This report was made with the participation of companies from 18 European countries through an online survey, made from 6 to 15 May 2020.
The report includes graphics with the information at European level and country by country, as the situation differs substantially in each part of Europe, and even week by week.
Given the social and economic impact that the lockdown has had on the European demolition industry, the EDA Board has been meeting regularly to monitor the situation and support the industry, exchanging best practices and valuable information for the members.
The impact of the COVID-19 on demolition makes 63% of projects have had to be rescheduled in Europe, leaving only 9% of planned activity intact.
Although between 5 and 20% of the projects have been canceled, this percentage represents only 28% of the total number of current projects of the companies.
Particularly noteworthy are Denmark (where 56% of the projects have not been affected at all) and Finland (where 100% of the projects have been rescheduled but remain in force).
In general the demolition industry has temporarily stopped its activity for some weeks (53%), although there are several countries where activity has not stopped, such as Denmark, Finland, Sweden and the Netherlands.
A significant percentage of companies from France and Russia, have been forced to close between 1 and more than 2 weeks.
For the first half of May, nearly half of the European demolition sites are currently open, suggesting that the industry is continuing or has returned to a kind of normality.
The only case where the proportion of open and closed sites currently is similar is in Greece.
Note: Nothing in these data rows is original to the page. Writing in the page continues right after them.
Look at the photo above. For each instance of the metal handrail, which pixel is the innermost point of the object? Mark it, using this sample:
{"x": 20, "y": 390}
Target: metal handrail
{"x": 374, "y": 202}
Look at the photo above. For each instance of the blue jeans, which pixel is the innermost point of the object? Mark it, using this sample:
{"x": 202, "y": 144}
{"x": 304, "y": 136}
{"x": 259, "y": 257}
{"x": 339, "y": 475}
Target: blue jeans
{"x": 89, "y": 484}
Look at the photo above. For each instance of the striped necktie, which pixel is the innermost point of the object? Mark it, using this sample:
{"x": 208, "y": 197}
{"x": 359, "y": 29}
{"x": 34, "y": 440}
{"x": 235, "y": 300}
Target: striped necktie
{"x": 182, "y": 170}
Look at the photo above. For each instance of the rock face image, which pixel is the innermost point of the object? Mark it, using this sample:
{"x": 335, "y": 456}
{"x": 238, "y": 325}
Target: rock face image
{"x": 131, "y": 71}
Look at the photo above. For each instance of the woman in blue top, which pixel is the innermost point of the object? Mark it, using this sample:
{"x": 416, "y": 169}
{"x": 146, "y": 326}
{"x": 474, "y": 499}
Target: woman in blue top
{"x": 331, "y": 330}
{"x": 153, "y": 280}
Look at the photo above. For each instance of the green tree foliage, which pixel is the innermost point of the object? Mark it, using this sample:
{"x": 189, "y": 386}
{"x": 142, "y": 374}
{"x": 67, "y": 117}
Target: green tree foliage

After getting through March and April, when several European countries had problems with the supply of personal protective equipment (PPEs), nearly two-thirds of survey respondents now said they have sufficient material.
Countries such as Denmark, Sweden, The Netherlands or Serbia showed hardly any incidence regarding PPEs.
Asked about the reduction of staff, the numbers show how COVID has impacted in Europe in a social and economic way.
A total of 64% of European demolition companies have been forced to reduce their staff, although 27% have been temporarily reduced.
The economic incentives that National Authorities have implemented to mitigate the consequences of the crisis are particularly remarkable in Ireland, France and Finland where a significant percentage have reduced their staff only temporarily.
The Netherlands, Denmark and Italy are the countries least hit by the layoff.